Second Prize Winner Marc Blanchard is an emerging actor, writer, and arts teacher from London, Ontario. Based in Toronto, he holds a BFA with honours from the Ryerson Theatre School. As an actor, Marc originated the role of Henri in the English Language premiere of Liv Stein with Canadian Stage. As a writer, he wrote and conceived the full-length piece Giving Up the Ghost as part of the 2016 Ryerson New Voices Festival, curated by Sheldon Rosen. His play Worm won first prize in the Ottawa Little Theatre 2018 National Playwriting Competition.
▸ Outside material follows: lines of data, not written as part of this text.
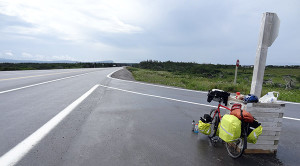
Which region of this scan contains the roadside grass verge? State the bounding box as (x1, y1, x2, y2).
(127, 67, 300, 103)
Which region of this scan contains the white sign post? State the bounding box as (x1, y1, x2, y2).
(234, 59, 239, 84)
(250, 12, 280, 98)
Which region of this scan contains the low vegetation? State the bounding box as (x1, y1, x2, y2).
(0, 62, 130, 71)
(128, 60, 300, 103)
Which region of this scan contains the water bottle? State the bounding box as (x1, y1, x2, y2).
(192, 120, 195, 132)
(194, 123, 199, 133)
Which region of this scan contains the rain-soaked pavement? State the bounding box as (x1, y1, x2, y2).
(2, 68, 298, 165)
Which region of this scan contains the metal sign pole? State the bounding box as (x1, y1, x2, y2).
(250, 12, 280, 98)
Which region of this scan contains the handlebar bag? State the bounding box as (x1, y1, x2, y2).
(207, 89, 230, 106)
(219, 114, 241, 143)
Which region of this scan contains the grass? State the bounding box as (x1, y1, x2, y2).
(127, 67, 300, 103)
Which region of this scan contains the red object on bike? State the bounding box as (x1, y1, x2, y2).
(230, 109, 254, 123)
(231, 103, 242, 110)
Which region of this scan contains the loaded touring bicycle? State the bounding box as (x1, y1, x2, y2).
(195, 89, 262, 158)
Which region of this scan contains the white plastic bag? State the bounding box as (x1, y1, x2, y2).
(259, 91, 279, 103)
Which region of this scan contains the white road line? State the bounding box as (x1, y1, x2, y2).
(98, 84, 300, 121)
(283, 117, 300, 121)
(0, 84, 99, 166)
(107, 68, 121, 78)
(107, 68, 207, 94)
(99, 84, 216, 108)
(0, 73, 88, 94)
(0, 70, 86, 81)
(278, 100, 300, 105)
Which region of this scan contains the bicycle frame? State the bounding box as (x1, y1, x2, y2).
(207, 97, 249, 158)
(211, 102, 231, 120)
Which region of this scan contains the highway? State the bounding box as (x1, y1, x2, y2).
(0, 67, 299, 166)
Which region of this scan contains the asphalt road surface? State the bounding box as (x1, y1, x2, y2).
(0, 67, 299, 166)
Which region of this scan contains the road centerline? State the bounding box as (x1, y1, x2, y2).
(0, 70, 87, 82)
(0, 73, 89, 94)
(0, 84, 99, 166)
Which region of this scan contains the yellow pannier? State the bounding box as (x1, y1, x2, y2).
(247, 125, 263, 144)
(216, 123, 220, 136)
(219, 114, 241, 142)
(198, 120, 211, 135)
In addition to acting and writing, Marc often co-produces work with fellow creator and Ryerson alumni Scott Kuipers under the name Sock Monkey.
The judges for this year’s competition were Rona Waddington, Jennifer Wise, Nick Hanson, Charlotte Gowdy, Daniel David Moses.
The judges for the final round were Marjorie Chan and Richard Willis.
To find out more about the Voaden Prize, its sponsorship partners, and how you can attend the staged reading of The Defence, visit the DAN School of Drama and Music website at www.sdm.queensu.ca and Kingston WritersFest at www.kingstonwritersfest.ca.
This biennial nation-wide open competition, named to honor the Canadian pioneer playwright Herman Voaden, is judged “blind”. The judges select the Winners and Honorable Mentions without knowing the names of the playwrights.
Herman Voaden (1903-1991), Canadian playwright, director and theatrical innovator, was a lifelong champion of Canadian culture.
The competition is made possible by a generous bequest from Mr. Voaden’s estate. The award is dedicated to his memory and honors his goals to develop a distinctively Canadian art of the theatre and to encourage the writing of Canadian drama.